All 50 states lowered their highway fatality rates from 1989 to 2008 and 40 states reduced their deficient bridges during that time. Nationwide, the number of deficient bridges in the country fell from 37.8 percent of all bridges in 1989 to 23.7 percent in 2008.
The Reason Foundation study tracks spending per mile on state-owned roads and measures road performance in seven categories: miles of urban Interstate highways in poor pavement condition, miles of rural Interstates in poor condition, congestion on urban Interstates, deficient bridges, highway fatalities, rural primary roads in poor condition and the number of rural primary roads flagged as too narrow.
In the 20 years examined, 11 states (North Dakota, Virginia, Missouri, Nebraska, Maine, Montana, Tennessee, Kansas, Wisconsin, Colorado, and Florida) made progress in all seven categories and 37 states improved in at least five of the seven metrics.
California was the only state that failed to improve in at least three areas, making strides only in deficient bridges and fatalities.

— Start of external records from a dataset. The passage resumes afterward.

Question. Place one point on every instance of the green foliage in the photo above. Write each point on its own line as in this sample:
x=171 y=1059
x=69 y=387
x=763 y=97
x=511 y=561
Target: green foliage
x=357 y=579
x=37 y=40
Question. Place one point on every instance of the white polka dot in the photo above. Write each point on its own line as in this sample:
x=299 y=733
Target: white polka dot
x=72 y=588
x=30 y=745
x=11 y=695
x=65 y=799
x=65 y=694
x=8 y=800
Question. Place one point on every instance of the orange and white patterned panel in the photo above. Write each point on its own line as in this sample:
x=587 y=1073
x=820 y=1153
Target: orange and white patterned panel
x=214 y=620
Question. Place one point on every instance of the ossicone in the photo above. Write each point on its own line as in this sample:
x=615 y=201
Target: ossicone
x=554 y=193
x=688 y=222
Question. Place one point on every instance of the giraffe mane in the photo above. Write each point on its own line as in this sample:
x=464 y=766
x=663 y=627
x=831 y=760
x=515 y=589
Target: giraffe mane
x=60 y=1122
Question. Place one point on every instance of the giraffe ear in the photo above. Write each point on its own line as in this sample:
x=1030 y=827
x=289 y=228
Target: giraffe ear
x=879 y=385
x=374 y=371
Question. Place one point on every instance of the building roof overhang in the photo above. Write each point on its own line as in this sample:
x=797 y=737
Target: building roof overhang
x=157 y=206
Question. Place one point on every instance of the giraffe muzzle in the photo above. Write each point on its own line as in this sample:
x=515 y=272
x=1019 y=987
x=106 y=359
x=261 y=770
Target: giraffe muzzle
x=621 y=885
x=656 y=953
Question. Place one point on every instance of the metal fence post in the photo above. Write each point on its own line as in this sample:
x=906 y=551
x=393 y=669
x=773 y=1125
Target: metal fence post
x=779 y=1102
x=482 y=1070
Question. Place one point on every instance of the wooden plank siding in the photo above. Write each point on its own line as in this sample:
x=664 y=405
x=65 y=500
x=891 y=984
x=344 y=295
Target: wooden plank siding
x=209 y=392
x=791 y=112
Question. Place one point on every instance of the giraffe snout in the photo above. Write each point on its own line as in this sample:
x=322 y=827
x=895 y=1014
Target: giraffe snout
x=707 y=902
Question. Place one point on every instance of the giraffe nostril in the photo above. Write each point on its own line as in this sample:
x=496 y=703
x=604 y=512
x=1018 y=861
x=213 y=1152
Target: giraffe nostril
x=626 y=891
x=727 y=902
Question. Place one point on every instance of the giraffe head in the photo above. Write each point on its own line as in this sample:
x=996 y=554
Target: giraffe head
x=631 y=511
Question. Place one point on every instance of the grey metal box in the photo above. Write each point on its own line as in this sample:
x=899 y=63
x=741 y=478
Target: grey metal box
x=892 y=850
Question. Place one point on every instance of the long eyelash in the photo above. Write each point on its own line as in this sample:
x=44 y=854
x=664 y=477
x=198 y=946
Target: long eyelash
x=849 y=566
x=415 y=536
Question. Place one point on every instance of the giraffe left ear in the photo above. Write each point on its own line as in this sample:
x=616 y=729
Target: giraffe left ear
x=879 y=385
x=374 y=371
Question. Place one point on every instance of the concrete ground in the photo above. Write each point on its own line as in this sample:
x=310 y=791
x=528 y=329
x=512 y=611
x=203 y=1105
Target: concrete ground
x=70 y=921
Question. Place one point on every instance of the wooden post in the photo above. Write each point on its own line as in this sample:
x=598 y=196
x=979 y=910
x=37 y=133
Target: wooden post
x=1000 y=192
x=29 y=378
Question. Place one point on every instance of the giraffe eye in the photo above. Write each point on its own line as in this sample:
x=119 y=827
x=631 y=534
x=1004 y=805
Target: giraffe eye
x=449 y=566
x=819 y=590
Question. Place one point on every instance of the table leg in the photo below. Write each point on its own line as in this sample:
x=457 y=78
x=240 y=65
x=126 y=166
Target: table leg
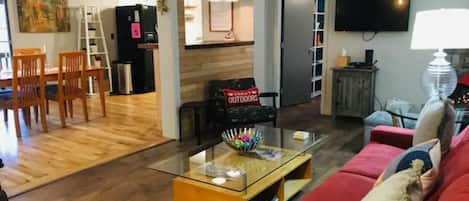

Five states - New York, Hawaii, Utah, Vermont and Mississippi - progressed in just three categories.
The Reason Foundation study finds the amount of state-controlled road mileage increased by just .6 percent from 1989 to 2008. However, spending per mile on state-administered roads grew by 60 percent, adjusted for inflation, during that time. Texas and Florida led the growth in spending, with Texas increasing its per mile spending by 174.5 percent and Florida raising its spending by 149.6 percent, adjusted for inflation.
The percentage of urban Interstates with poor pavement condition dropped slightly from 6.6 percent in 1989 to 5.4 percent in 2008. Two states, Nevada and Missouri made remarkable turnarounds. In 1989, nearly half of their urban Interstates were in poor condition, but by 2008 less than 2 percent were in poor condition.
The percentage of rural Interstates rated in poor condition was reduced by over two-thirds, from 6.60 percent in 1989 to 1.93 percent in 2008. However, almost all of the improvements came before 1999 and two states reported rural conditions worsening by more than five percentage points: New York and California.
"There are still plenty of problems to fix, but our roads and bridges aren't crumbling," said David Hartgen, lead author of the Reason Foundation report and emeritus professor of transportation at the University of North Carolina at Charlotte. "The overall condition of the state-controlled road system is getting better and you can actually make the case that it has never been in better shape. The key going forward is to target spending where it will do the most good."
The report compiles data from a variety of sources, primarily from information the states themselves reported to the federal government from 1989 through 2008. The full report is here and state-by-state summaries are here. Complete data for the year 2009 will soon be available.
Spending on State-Controlled Highways
Spending on state-controlled highways increased 177 percent from $52,000 per mile in 1989 to $145,000 per mile in 2008 (in nominal dollars). Adjusted for inflation, spending per mile on state-controlled Interstates grew by 60 percent.